The telharmonium , teleharmonium or dynamophone , is a electromechanical musical instrument, developed starting from 1897 by American Thaddeus Cahill (1867 - 1934). It is the first genuine instrument of musical synthesis.
DescriptionThis ancestor of the Synthétiseur was not an electronic but electromechanical instrument. Indeed, the sound was not produced by an electronic oscillator, but by the rotation of a “phonic wheel”, or réothome, in front of a micro compound of a reel and a Aimant, according to the same principle as a microphone of electric guitar. One also compared this principle with that of a Dynamo which would produce short electric impulses, from where the name dynamophone.
The phonic wheelThe phonic wheel is a wheel notched on its circumference. When the notches pass in front of the microphone, they generate electrical signals, whose frequency depends on the number of revolutions and their number. A cylinder is cut out in several phonic wheels, with a number of notches multiplied by two from one wheel to another, which makes it possible to obtain for a given note several octaves. For example, if the cylinder turns to 110 tours/s, one obtains with a wheel with 1 notch a note of frequency 110 Hz, that is to say the note the two octaves under the the of reference to 440 Hz. With a wheel with two notches, one obtains a the with 220hz, with 4 notches the the 440hz… By multiplying the number of cylinders by 12 (as much as semitones in the Western ranges), one can thus produce all the notes on an important tessiture, only limited by the number of notches (and by the technology of the time).
An imposing instrumentThe telharmonium was able to cover 7 octaves, between 40 and 4000 Hz. It was polyphonic and had a keyboard with touching dynamic: the intensity of the pressure carried out on a key varied the distance of the cylinders compared to the sensors, which generated a more or less strong signal.
Cahill having like objective to develop its system of musical diffusion by the means of the telephone, it was necessary that the telharmonium is sufficiently powerful so that it can reach its listeners. However, at the beginning of the XXe century, electric amplification did not exist yet. It is thus by using massive cylinders, of a diameter of almost 50 cm, that the instrument could generate currents of 1 amp in the telephone telephone circuit! The usual horns of the time were replaced by kinds of loudspeakers. The second version of telharmonium measured a score of meters length and weighed 200 tons. The instrument was played 4 hands and had a keyboard of 36 notes per octave.
The inventionAfter being itself interested in the pianos, the typewriters and the telephone, the lawyer and inventive American Thaddeus Cahill had the idea to diffuse music by the means of the incipient telephone. Amplification not existing at the time, it created the concept of an electric musical instrument, sufficiently powerful to be carried by the telephone cables. In 1898, it obtained a patent for a “apparatus able to create and diffuse electric music”.
The first telharmonium (which weighed already 7 tons), was born in 1901, and Cahill joined Oscar T. Crosby and Frederick C. Todd to obtain the financial support necessary to its company. In 1902, Crosby created the New England Electric Music Company and Cahill settled with Holyoke, Massachusetts, in a large workshop to improve its invention there. From there, it made several conclusive demonstrations, connected by the phone networks, of which one reached New York.
SuccessOne finished to assemble telharmonium 2 in 1906 (4 years of work, 50 people, at a cost of 200.000 dollars). It was dismounted, charged on 30 coaches and transported by the railway to New York. Installed in a building of Broadway, all the enormous machinery was dissimulated in the cellar, while the musicians occurred in what became Telharmonic hall.

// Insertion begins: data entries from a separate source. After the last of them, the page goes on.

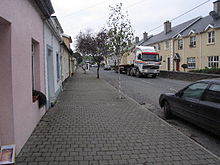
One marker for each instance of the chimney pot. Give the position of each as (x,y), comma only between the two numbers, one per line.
(167,27)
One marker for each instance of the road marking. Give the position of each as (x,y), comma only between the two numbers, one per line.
(172,89)
(146,82)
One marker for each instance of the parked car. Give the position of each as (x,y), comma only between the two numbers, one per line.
(107,67)
(198,103)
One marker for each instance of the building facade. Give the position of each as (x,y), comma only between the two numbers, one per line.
(67,58)
(21,67)
(52,51)
(195,43)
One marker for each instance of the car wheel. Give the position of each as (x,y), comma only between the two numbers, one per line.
(137,73)
(154,76)
(128,72)
(167,110)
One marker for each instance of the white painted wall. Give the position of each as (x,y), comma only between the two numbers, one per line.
(65,64)
(55,85)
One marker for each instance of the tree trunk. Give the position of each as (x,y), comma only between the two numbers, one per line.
(98,70)
(119,81)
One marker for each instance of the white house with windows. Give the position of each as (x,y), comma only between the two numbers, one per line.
(52,39)
(195,42)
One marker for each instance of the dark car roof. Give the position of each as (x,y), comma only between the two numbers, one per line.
(214,80)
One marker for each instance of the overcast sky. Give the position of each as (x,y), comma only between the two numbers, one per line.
(145,15)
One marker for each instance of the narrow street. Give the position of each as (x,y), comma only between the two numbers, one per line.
(89,125)
(146,91)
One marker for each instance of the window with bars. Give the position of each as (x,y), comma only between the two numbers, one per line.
(166,45)
(180,44)
(158,45)
(213,61)
(211,37)
(191,62)
(192,41)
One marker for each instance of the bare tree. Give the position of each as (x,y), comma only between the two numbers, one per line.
(120,35)
(95,45)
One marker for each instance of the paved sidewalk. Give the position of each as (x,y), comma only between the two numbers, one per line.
(90,126)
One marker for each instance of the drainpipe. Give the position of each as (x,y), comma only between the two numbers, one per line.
(200,51)
(45,70)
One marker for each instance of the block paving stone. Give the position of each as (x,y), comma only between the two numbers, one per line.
(89,125)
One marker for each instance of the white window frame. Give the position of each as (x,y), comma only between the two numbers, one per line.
(211,37)
(158,45)
(180,44)
(213,61)
(166,45)
(192,41)
(191,62)
(58,66)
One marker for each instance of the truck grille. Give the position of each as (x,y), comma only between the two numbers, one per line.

This innovation was a promising success in 1907. Several coffees, hotels and museums signed contracts to receive the music in their buildings, like some particular rich person. One played on telharmonium of traditional works (Bach, Chopin, Grieg, Rossinni), which were also diffused in the street. This year, the type-setter Ferruccio Busoni also created a specific work for this instrument, “Sketch off has new esthetic off music”.
Decline and the heritageIn spite of this passing fancy, the problems were not long in accumulating. The company did not manage to find sufficient subscribers to be advantageous, and the telephone companies accepted many complaints, following the interferences which the telharmonium generated in the other conversations. The level of the musical signal being much more important than that of the traditional telephone, it polluted all the network New Yorkais. In spite of an attempt to establish its own cable network, the company went bankrupt in May 1908.
Of return to Holyoke, Cahill was harnessed with the manufacture of a third model, even more imposing, which was presented in 1910. It settled again in New York in another room, in 1911, but did not find the success of its beginnings. Its new business, heavily in debt, disappeared in 1914.
The telharmonium did not survive the First World War, and one unfortunately does not know any recording of this precursory electric instrument. In 1950, one of the brothers of Thaddeus tried to save the first prototype, but it was finally sent to breakage. However, the principle of the phonic wheel was taken again and miniaturize in 1935 to create the Orgue Hammond, with success that one knows to him. The invention of Cahill thus remains one of the stages founders of the electronic music.